|Non-Catholics and Communion|
Question from Cheryl on 04-11-2013:
My sister passed away three years ago from cancer and is survived by her husband and 10-year-old daughter. My sister had a Catholic wedding and attended marriage classes. My brother-in-law is a Lutheran. I am a godparent to my niece and know my sister wanted her daughter to remain Catholic.|
My question is this: My other brother-in-law became Catholic on Holy Saturday. My deceased sister's husband came to Mass and took Communion. I don't think that is right as he didn't receive First Communion through the Catholic Church. I don't want to alienate him but I'm wondering if I need to tell him that he cannot take Communion in a Catholic church.
I plan to talk to him about having his daughter enroll in religious classes this fall so she can be confirmed eventually. He does not go to church at all but reads the Bible at home. He doesn't like "organized" religion. My brother-in-law is still grieving from the loss of my sister so I am very careful about what I say to him. I don't want to drive him away from the church. Later this year, I'm going to suggest that he look into the Catholic religion and become Catholic.
Am I obligated to tell him he can no longer take Communion in a Catholic church? I believe he thinks because he takes communion in a Lutheran church that he can automatically take it in a Catholic church. My sister never told him otherwise (maybe she didn't know?).
|Answer by Catholic Answers on 04-12-2013:|
After reading your story, I was reminded of a question-and-answer I handled last year. After looking it up, I believe you are the same person who asked that question.
Given all that you've said here and in the previous question, I can only recommend that you look the other way whenever your brother-in-law chooses to attend Mass with your family. The man is a non-Catholic, hostile to religion, and is grieving his late wife. And yet he has enough respect for and love for his late wife to allow you to continue playing an active role in your niece's Catholic formation, and you have reason to believe that he might be amenable to allowing the child to take Catholic confirmation formation. Do you really want to risk all that by telling him he should not receive Communion?
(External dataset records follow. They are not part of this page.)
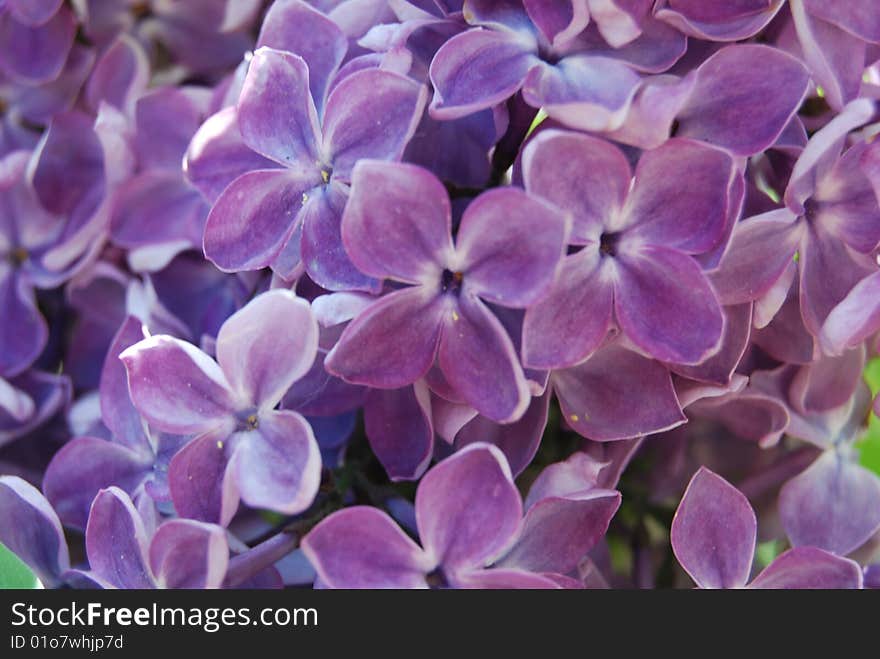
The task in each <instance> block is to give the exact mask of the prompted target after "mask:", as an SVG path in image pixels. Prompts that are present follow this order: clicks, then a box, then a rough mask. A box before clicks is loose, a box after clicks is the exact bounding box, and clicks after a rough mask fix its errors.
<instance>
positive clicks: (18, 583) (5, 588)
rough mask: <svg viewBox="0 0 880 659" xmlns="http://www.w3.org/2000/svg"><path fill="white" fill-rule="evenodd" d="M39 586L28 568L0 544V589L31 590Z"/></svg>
mask: <svg viewBox="0 0 880 659" xmlns="http://www.w3.org/2000/svg"><path fill="white" fill-rule="evenodd" d="M39 586H40V582H39V581H38V580H37V577H36V575H35V574H34V573H33V572H31V570H30V568H29V567H28V566H27V565H25V564H24V563H23V562H22V560H21V559H20V558H19V557H18V556H16V555H15V554H13V553H12V552H11V551H9V549H7V548H6V545H4V544H3V543H2V542H0V589H13V588H15V589H18V590H33V589H34V588H39Z"/></svg>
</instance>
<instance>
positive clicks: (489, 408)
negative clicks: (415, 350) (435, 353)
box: [437, 290, 531, 423]
mask: <svg viewBox="0 0 880 659" xmlns="http://www.w3.org/2000/svg"><path fill="white" fill-rule="evenodd" d="M443 321H444V325H443V333H442V335H441V338H440V349H439V351H438V353H437V360H438V363H439V364H440V369H441V370H442V371H443V375H444V376H445V377H446V379H447V381H448V382H449V384H451V385H452V387H453V388H454V389H455V390H456V391H457V392H458V393H459V394H460V395H461V396H462V397H463V398H464V399H465V401H466V402H467V403H468V404H469V405H471V406H472V407H474V408H475V409H476V410H477V411H479V412H480V414H482V415H483V416H487V417H489V418H490V419H492V420H494V421H498V422H499V423H508V422H511V421H515V420H517V419H519V417H520V416H522V414H523V413H524V412H525V411H526V408H527V406H528V404H529V400H530V398H531V395H530V392H529V386H528V383H527V382H526V379H525V375H524V374H523V370H522V366H521V365H520V363H519V357H518V356H517V354H516V348H515V347H514V345H513V342H512V341H511V339H510V336H509V335H508V334H507V332H506V331H505V329H504V326H503V325H502V324H501V322H500V321H499V320H498V318H497V317H496V316H495V315H494V314H493V313H492V312H491V311H490V310H489V309H488V308H487V307H486V305H485V304H483V302H482V301H481V300H480V299H479V298H476V297H472V296H471V295H470V294H469V293H468V292H467V290H464V291H463V292H462V294H461V295H460V296H459V298H458V300H457V304H450V305H449V306H447V308H446V312H445V314H444V316H443Z"/></svg>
Yes, it's true that non-Catholics ordinarily should not receive Catholic Communion. But given your tendency toward scrupulosity over the matter, and given your responsibility to ensure your niece's Catholic formation, I urge you to let someone else be the one to talk to your brother-in-law about the matter. (I don't mean that you should ask someone else to talk to him. I mean you should let the matter go and trust that God will eventually send someone else to your brother-in-law.) If your brother-in-law approaches you with questions about receiving Communion, then show him the Communion guidelines that are printed on the inside front-cover of most parish missalettes.